Pasado el tiempo, recuerdo aquellas tardes de verano en el campo y me pregunto: ¿cuándo fue la última tarde de riego?, ¿nos echará de menos el agua?.

 

Un paseo por Cádiz, Cádiz

Llevo media hora andando con la sensación de ir robándole a la gente. Robando sus  gestos, sus andares y sus supuestas historias. O mejor, yo las invento pero ellos me prestan sus caras.

Dejo atrás el Parador y el Parque Genovés y el mar para ir a otro Cádiz. En la calle San Rafael me quedo de piedra. Iba pensando ¿y si me encontrara con fulanito?. Y allí estaba. Fulanito es de las personas que más hablan del mundo. Su incontinencia verbal es asombrosa. Afortunadamente tiene prisa así que me libera y sigo andando.
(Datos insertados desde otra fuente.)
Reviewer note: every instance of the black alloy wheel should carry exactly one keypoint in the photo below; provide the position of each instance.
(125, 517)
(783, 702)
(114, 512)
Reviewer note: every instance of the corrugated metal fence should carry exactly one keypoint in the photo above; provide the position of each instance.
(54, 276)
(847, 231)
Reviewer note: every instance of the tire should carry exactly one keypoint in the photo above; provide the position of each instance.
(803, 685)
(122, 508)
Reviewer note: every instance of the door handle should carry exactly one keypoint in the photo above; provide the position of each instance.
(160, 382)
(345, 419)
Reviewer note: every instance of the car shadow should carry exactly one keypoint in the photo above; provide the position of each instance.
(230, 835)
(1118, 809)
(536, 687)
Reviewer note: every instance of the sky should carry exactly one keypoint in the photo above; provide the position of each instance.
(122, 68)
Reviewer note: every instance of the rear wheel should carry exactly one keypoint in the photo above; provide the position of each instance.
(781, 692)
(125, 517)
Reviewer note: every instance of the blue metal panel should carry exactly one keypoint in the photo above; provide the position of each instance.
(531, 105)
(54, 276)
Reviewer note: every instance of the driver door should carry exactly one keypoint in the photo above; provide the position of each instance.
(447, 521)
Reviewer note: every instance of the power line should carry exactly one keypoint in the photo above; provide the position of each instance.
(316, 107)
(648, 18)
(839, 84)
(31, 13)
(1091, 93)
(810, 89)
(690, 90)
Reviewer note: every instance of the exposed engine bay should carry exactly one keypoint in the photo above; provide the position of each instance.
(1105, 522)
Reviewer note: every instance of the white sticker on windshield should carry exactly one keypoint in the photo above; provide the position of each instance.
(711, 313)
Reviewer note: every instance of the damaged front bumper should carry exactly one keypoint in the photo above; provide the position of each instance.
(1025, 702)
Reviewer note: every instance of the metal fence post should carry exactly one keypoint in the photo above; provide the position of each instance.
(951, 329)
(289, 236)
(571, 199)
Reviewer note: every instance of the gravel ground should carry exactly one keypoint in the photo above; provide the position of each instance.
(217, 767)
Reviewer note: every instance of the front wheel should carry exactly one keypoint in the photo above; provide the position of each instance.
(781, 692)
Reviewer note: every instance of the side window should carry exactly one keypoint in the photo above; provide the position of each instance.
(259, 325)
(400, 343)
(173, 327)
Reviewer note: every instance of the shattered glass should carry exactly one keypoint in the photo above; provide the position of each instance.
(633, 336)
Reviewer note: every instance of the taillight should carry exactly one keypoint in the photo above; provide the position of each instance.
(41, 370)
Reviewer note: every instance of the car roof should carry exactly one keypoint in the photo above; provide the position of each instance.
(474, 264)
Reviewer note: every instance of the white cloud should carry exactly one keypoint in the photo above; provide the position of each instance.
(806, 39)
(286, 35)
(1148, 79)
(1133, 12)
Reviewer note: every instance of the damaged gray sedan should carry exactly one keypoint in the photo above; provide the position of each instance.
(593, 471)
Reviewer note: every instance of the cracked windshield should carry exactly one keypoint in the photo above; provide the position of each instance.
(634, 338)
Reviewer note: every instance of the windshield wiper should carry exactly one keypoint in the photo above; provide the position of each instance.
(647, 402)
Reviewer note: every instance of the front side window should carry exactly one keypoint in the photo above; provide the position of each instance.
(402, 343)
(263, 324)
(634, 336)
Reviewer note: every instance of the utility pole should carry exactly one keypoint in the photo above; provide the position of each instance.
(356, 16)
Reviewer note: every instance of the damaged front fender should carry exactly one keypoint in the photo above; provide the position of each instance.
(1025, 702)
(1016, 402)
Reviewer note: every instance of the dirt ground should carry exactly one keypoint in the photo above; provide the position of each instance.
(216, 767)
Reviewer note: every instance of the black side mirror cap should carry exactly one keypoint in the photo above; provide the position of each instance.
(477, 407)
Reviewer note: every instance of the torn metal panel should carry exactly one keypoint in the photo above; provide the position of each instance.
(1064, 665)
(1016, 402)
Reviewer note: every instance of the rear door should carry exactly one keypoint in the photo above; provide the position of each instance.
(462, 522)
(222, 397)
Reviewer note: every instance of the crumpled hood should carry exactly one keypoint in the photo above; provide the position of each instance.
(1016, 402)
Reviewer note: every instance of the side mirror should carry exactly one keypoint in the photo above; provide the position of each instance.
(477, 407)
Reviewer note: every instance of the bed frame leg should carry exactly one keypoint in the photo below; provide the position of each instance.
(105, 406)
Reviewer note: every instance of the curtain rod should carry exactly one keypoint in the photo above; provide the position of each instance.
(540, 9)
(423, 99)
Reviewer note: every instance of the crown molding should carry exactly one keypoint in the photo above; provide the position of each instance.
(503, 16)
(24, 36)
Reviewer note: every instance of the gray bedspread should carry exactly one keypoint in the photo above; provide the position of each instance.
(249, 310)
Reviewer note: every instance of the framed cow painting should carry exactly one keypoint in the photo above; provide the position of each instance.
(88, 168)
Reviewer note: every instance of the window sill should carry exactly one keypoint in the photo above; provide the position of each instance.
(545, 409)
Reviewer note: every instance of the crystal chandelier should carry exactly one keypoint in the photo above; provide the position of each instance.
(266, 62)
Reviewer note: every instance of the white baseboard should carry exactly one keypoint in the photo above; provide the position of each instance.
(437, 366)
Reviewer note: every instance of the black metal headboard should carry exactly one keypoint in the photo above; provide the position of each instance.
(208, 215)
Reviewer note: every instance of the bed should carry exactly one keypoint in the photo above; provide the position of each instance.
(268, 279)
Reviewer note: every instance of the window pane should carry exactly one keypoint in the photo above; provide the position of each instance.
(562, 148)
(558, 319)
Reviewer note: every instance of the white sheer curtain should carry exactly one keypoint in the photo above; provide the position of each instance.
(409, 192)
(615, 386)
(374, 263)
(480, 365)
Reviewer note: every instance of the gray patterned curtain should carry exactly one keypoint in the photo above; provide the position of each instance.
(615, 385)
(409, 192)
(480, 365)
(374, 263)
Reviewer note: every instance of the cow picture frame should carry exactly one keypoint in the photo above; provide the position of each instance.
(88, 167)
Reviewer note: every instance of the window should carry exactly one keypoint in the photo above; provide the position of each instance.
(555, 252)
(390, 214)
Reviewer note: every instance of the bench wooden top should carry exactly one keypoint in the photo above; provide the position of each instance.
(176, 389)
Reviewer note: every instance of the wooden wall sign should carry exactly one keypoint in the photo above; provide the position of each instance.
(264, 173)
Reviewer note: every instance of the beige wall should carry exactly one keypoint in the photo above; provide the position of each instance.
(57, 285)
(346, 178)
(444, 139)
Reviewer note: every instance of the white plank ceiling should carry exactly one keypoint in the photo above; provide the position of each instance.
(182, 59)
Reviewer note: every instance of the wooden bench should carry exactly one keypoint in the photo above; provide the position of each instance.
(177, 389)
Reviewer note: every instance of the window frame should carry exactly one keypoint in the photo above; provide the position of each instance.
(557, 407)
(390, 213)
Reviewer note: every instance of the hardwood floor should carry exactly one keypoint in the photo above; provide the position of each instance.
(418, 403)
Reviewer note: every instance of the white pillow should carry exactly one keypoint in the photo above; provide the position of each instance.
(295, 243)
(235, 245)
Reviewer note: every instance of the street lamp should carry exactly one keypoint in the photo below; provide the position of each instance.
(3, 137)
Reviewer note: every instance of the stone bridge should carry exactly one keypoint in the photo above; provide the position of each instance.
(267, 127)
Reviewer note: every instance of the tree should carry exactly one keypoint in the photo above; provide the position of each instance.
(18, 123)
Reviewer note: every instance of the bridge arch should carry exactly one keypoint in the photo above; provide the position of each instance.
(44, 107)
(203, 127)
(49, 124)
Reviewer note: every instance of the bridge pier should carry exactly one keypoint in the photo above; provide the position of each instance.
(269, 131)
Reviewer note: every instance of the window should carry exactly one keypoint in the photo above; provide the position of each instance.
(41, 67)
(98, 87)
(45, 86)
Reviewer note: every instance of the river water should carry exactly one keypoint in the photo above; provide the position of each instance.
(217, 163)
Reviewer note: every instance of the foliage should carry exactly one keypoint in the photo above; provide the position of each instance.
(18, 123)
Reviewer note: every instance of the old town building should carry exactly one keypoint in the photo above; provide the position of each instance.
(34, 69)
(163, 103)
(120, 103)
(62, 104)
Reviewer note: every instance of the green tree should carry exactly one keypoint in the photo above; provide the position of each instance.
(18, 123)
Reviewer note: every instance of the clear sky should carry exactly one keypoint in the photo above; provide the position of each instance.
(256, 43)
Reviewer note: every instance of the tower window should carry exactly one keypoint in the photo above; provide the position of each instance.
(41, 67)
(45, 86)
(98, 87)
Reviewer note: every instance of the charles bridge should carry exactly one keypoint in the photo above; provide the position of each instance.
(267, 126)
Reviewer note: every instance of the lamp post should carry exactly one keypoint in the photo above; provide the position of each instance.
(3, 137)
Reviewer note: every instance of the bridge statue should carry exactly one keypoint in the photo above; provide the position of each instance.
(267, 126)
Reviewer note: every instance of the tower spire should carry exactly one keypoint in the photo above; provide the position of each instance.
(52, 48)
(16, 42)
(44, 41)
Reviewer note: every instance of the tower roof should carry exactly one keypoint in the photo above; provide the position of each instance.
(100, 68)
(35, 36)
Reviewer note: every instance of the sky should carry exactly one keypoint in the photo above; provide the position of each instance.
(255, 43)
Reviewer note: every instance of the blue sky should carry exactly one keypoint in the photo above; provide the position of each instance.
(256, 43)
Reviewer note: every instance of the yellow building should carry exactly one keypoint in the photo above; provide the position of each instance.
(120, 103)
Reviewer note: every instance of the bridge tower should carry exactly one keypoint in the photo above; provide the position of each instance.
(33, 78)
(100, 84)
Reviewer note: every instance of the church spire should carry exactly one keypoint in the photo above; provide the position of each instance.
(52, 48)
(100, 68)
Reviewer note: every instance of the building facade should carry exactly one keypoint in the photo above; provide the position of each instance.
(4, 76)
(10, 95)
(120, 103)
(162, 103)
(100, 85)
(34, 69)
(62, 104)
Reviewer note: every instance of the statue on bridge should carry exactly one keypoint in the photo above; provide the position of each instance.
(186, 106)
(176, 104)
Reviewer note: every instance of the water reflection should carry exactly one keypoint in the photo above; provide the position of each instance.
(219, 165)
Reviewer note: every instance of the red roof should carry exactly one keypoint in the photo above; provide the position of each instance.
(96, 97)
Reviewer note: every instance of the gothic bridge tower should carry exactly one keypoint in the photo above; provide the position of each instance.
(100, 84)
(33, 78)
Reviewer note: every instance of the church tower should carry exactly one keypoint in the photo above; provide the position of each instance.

Una ventana con gatos y perros de escayola, un supermercado, tabernas sin mujeres… Ya por Sagasta sigo a unas muchachas que vienen de la playa. Siempre me han llamado la atención estas mujeres de Cádiz. Lord Byron, gran mujeriego, pasó por aquí y dejó escrito que eran de las más hermosas que había visto. Yo no sé si son guapas aunque lo que me gusta de ellas es que andan como si lo fueran. Enseñan sus carnes tostadas sin complejos mientras una pareja de guiris despistados se quedan mirándolas.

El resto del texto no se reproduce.